Unfortunately, Alex Brummer’s story is all too familiar and follows a common pattern.
The letting agent takes no responsibility for problems and instead palms you off on a faceless owner with whom you typically have no direct contact — often you don’t even know their name.
Here’s where you stand if, like Alex, your holiday was not up to scratch.
Unfortunately, Alex Brummer’s story is all too familiar and follows a common pattern, says Dean Dunham
When you book holiday accommodation and travel together, whether in this country or abroad, you are generally protected under the Package Travel and Linked Travel Arrangements Regulations 2018.
These provide consumers with a great deal of protection, at the heart of which you are entitled to a remedy (often compensation) if the holiday doesn’t match its description.
However, most staycations fall outside the regulations, as they only involve a booking for accommodation — so Alex and his family cannot rely on them.
Instead, they are protected by the Consumer Rights Act 2015, which says that UK property owners or holiday providers must offer accommodation with reasonable care and skill, and this means accommodation that is clean and safe.
The issues Alex’s family experienced with the TV service, sofa smelling of animal urine, leaky shower and malfunctioning hot water system almost certainly fell foul of this law.
In addition to this protection, Alex’s family were also entitled to the accommodation promised, as it was described on the Suffolk Secrets website.

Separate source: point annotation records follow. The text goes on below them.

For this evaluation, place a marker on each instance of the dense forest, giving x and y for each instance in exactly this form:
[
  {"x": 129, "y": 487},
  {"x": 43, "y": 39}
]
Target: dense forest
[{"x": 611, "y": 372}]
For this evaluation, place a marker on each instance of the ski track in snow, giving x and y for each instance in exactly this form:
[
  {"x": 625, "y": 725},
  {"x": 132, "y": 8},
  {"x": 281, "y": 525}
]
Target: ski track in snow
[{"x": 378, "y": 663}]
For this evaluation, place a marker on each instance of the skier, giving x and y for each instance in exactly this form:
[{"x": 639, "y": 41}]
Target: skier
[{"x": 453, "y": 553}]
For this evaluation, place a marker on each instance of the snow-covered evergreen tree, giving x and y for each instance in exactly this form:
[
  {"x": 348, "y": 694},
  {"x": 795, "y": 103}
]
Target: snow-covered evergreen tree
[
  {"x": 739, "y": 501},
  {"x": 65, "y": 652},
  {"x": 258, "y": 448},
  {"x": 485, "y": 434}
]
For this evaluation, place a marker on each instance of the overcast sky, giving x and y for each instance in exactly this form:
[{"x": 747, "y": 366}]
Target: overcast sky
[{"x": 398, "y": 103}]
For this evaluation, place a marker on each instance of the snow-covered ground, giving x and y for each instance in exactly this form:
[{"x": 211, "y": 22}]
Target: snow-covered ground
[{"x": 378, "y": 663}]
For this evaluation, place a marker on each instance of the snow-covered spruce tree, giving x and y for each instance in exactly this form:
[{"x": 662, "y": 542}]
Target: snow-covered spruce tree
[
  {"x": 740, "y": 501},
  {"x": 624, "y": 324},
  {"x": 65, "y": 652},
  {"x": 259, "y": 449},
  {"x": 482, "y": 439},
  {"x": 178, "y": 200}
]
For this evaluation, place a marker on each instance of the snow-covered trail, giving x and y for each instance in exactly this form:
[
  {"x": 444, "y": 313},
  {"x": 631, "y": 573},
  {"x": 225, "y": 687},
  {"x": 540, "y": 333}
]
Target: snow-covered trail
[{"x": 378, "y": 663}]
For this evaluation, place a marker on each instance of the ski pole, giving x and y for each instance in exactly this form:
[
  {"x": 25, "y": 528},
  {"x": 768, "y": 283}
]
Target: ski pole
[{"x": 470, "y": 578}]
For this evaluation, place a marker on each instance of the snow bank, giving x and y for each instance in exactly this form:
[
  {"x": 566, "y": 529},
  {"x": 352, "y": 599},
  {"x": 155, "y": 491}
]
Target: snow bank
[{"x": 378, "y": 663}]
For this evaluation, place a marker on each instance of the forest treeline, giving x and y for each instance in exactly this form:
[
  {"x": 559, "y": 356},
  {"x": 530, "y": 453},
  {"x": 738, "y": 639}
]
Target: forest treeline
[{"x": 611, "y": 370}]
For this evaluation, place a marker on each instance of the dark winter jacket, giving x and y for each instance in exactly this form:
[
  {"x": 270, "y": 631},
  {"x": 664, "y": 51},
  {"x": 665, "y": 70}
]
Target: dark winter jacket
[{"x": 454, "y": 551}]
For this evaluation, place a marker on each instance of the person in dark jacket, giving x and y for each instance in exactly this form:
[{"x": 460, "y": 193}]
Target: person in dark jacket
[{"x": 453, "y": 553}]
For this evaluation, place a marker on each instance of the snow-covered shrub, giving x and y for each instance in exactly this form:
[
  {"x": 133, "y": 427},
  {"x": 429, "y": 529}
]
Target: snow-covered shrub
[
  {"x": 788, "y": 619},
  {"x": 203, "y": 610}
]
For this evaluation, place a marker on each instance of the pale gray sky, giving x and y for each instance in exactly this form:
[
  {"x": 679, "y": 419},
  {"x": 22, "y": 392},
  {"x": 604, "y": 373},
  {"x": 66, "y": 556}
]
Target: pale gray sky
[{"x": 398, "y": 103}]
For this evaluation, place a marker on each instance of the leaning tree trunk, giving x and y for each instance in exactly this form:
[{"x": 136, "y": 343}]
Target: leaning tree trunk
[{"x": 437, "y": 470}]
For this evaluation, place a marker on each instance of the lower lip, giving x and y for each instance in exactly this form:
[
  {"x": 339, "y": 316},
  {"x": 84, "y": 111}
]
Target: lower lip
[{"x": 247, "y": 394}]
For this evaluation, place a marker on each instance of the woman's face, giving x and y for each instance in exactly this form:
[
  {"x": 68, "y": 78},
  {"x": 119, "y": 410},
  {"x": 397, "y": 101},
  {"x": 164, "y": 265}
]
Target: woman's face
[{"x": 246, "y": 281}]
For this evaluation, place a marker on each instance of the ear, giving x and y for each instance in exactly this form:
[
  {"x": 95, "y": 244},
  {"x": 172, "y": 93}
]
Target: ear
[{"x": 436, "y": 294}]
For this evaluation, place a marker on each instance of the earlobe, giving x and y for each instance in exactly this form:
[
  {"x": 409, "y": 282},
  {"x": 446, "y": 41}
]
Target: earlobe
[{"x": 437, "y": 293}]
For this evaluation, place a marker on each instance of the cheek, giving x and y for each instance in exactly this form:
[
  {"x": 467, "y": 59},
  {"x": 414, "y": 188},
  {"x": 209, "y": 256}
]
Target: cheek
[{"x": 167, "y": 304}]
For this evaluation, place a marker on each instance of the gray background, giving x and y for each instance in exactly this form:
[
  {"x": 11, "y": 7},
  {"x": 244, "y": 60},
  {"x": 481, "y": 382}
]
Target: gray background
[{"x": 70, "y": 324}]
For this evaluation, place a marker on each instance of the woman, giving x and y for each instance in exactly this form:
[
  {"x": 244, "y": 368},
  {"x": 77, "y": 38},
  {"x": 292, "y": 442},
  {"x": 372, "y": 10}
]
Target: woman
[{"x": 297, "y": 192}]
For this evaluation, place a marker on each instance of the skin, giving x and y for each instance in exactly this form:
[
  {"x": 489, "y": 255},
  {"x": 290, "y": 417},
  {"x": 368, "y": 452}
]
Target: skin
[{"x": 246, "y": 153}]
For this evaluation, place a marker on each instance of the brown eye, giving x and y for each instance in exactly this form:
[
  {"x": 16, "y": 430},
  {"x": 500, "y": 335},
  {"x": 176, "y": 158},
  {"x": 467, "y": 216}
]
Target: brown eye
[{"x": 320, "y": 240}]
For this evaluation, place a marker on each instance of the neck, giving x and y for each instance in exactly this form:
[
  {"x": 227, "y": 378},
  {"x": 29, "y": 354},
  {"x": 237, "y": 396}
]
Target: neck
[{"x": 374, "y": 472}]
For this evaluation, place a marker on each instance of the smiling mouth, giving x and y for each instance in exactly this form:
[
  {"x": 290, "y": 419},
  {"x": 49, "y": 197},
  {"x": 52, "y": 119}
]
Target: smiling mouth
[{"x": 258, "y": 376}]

This not only means that the firm’s description should be accurate, but that no important information should be left out that would, or could, have influenced the decision to go ahead with the booking.
Alex has made it clear that his family would not have continued with the booking had they known the accommodation was next to a construction site, so it is clear that this information should have been communicated to them.
As is common in these situations, Suffolk Secrets acts as what is known in law as an ‘agent’, meaning it advertises the accommodation and then facilitates the booking between the consumer and the owner of the property. This is confirmed within the Suffolk Secrets terms and conditions, and the contract, in this case, is between Alex’s son-in-law and the property owner.
The owner could try to hide behind the terms and conditions in relation to the problems, as many do in these situations.
In Alex’s case, the relevant terms and conditions say: ‘We will not be responsible, nor liable to you (or any holidaymakers) for any events outside the owner’s or our reasonable control, such as the breakdown of domestic appliances, plumbing, wiring, temporary invasion of pests, building works at adjacent properties, damage resulting from exceptional weather conditions or other unforeseeable circumstances…’
However, my firm view is that this does not help the property owner with their argument that they need not have notified Alex’s family of the building works at the point of booking or, at the very least, prior to the holiday commencing.
Alex and his family are clearly entitled to compensation in relation to the issues with the holiday.
If they had chosen to refuse to stay at the accommodation, they could have claimed a full refund and potentially compensation for the inconvenience and any expenses incurred as a consequence of the property owner’s breach of contract.
As they continued to stay at the accommodation, the compensation will have taken the form of a price reduction, as had already been offered. To calculate the amount, Alex would have needed to consider the extent of the family’s loss of enjoyment of the holiday, and ultimately the diminution in value.
I note that 20 per cent has been offered and accepted. But in the circumstances here, I feel this was too little and should have been rejected.
Ultimately, in these situations you need to consider how much a court would award, as this would be the next step if the compensation amount could not be agreed.
There is no hard-and-fast rule on the amount of compensation that will be awarded but I would expect to see it at around 35-40 per cent.
Finally, when you suffer a holiday disaster, as Alex did, you should first build an evidence file to substantiate all the issues. This should include photographs, videos and anything else that demonstrates the problem.
It’s also important to notify the holiday provider/organiser/property owner immediately and not leave it until you get home.
If this does not get you the redress you are looking for, the next step would be a claim to what is commonly referred to as the ‘small claims court’ — a relatively straightforward, cheap court process for claims under £10,000 in value, where typically the parties represent themselves.